Karriere, Mutterschaft, Singledasein: Noch nie hatten Frauen so viele Optionen wie heute. Das erzeugt neuen Leistungsdruck. Der muss weg.
I n seinem Bestseller "The Paradox of Choice" weist US-Autor Barry Schwartz daraufhin, dass eine Vielfalt an Wahlmöglichkeiten bei Bildung, Konsum und Partnerschaft die Menschen nicht glücklicher machen muss, im Gegenteil: Damit steige die Gefahr, sich erst recht unzulänglich und unzufrieden zu fühlen. Übertragen auf Frauen könnte man sagen: Besonders sie können heute unter einer Vielfalt an Lebensentwürfen wählen. Führt das zu neuem Stress? Das ist die spannende Frage.
Auf den ersten Blick haben Frauen heute viele Optionen: Partnerschaft oder auch nicht, Kinder oder keine, Ehe oder alleinerziehend, Karriere oder doch nur Teilzeit, Scheidung oder sich gegenseitig aushalten. Das erzeugt durchaus Druck. Ein Artikel in der taz über alleinerziehende Frauen, die sich über ihre Exmänner beklagen und über ihre berufliche Misere, bekam mehr als 200 Leserkommentare. ("Die verlassenen Macchiato-Mütter").
Eine kritische Erwiderung, laut der die Frauen sich zu stark wirtschaftlich von den Männern abhängig gemacht haben und jetzt nicht so viel jammern sollen, erzeugte genauso heftige Resonanz ("Selbstmitleid im Szenecafé"). In der Frage, inwieweit Frauen heute noch Opfer sind und nicht selbstbestimmte Täterinnen, steckt viel politische Energie.
Neuer ökonomischer Druck
Barbara Dribbusch ist Redakteurin für Soziales und beschäftigt sich mit den Auswirkungen von Ökonomie auf Biografien.
Der Druck entsteht auch deshalb, weil sich Widersprüche auftun zwischen neuen juristischen Entwicklungen und alten gesellschaftlichen Normen. So hat beispielsweise das neue Unterhaltsrecht die Versorgungspflicht der Männer drastisch eingeschränkt, jeder der Eheleute ist nun nach einer Scheidung wirtschaftlich für sich selbst verantwortlich. Doch diese Aufteilung entspricht nicht den noch immer herrschenden Normen für die Familienarbeit.

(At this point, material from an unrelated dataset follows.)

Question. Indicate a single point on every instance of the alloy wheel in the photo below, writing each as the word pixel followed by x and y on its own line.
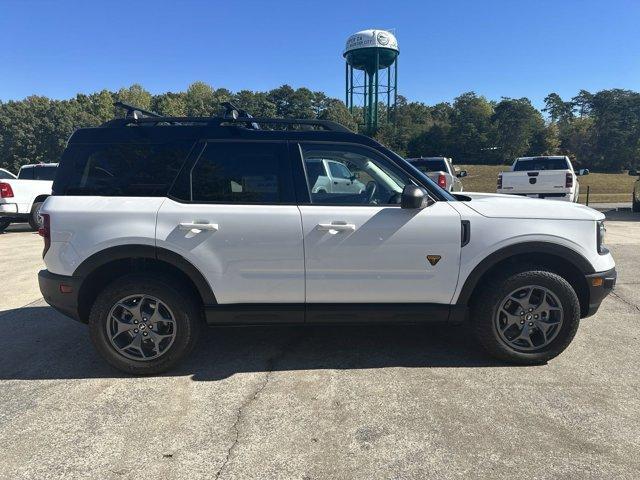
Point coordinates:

In der Familie gilt nach wie vor, dass eine "gute" Mutter sich emotional mehr für das alltägliche Wohlergehen des Kindes verantwortlich fühlen muss als der Vater. Dass sie etwa zu Hause bleibt, wenn das Kleine krank ist. Das tun die Frauen auch jetzt in den meisten Fällen immer noch - aber eben ohne die Sicherheiten des alten Eherechts. Zu heiraten und Mutter zu werden bedeuten heute ein höheres Lebensrisiko angesichts einer möglichen Scheidung.
Geschiedene Frauen und erst recht die wachsende Zahl jener, die nie heiraten, sind ökonomisch auf sich gestellt. Sie müssen arbeiten bis zur Rente, bald bis 67. Noch nie in der jüngeren deutschen Geschichte hat es einen solchen Erwerbsdruck auf die Frauen gegeben, von unmittelbaren Nachkriegszeiten und den Verhältnissen in der DDR mal abgesehen. Doch die Frauen sind in ihrer Identitätsplanung oft schlecht aufs Geldverdienen vorbereitet; allzu lange gehörte es nicht zum weiblichen Selbstverwirklichungsprogramm.
Auch aus diesem ökonomischen Druck resultiert die Erschöpfung der Frauen, das Sich-Beäugen, der Neid zwischen Verheirateten, Geschiedenen, Alleinerziehenden, mit und ohne gut verdienenden Mann oder mit und ohne Job: Hat sie es sich nur bequem gemacht in der Ehe, oder fand sie tatsächlich keine Stelle? Macht sie ihre Arbeit wirklich gern, oder kompensiert sie mit ihrer Karriere nur ihr Singledasein? Mein Gott, die könnte doch arbeiten, aber sie will doch gar nicht runter von Hartz IV!
Zu viel Zufall in der Liebe
Die Vielzahl an Lebensentwürfen schafft eine Vielfalt an gegenseitigen Verdächtigungen. Die Entwicklung ist dabei immer zweischneidig. Den Frauen mehr "Schuld" an ihrer Biografie zuzuschreiben, bedeutet auch, ihnen nicht mehr die Opferrolle, sondern mehr Selbstverantwortung zuzugestehen. Das ist durchaus ein Fortschritt.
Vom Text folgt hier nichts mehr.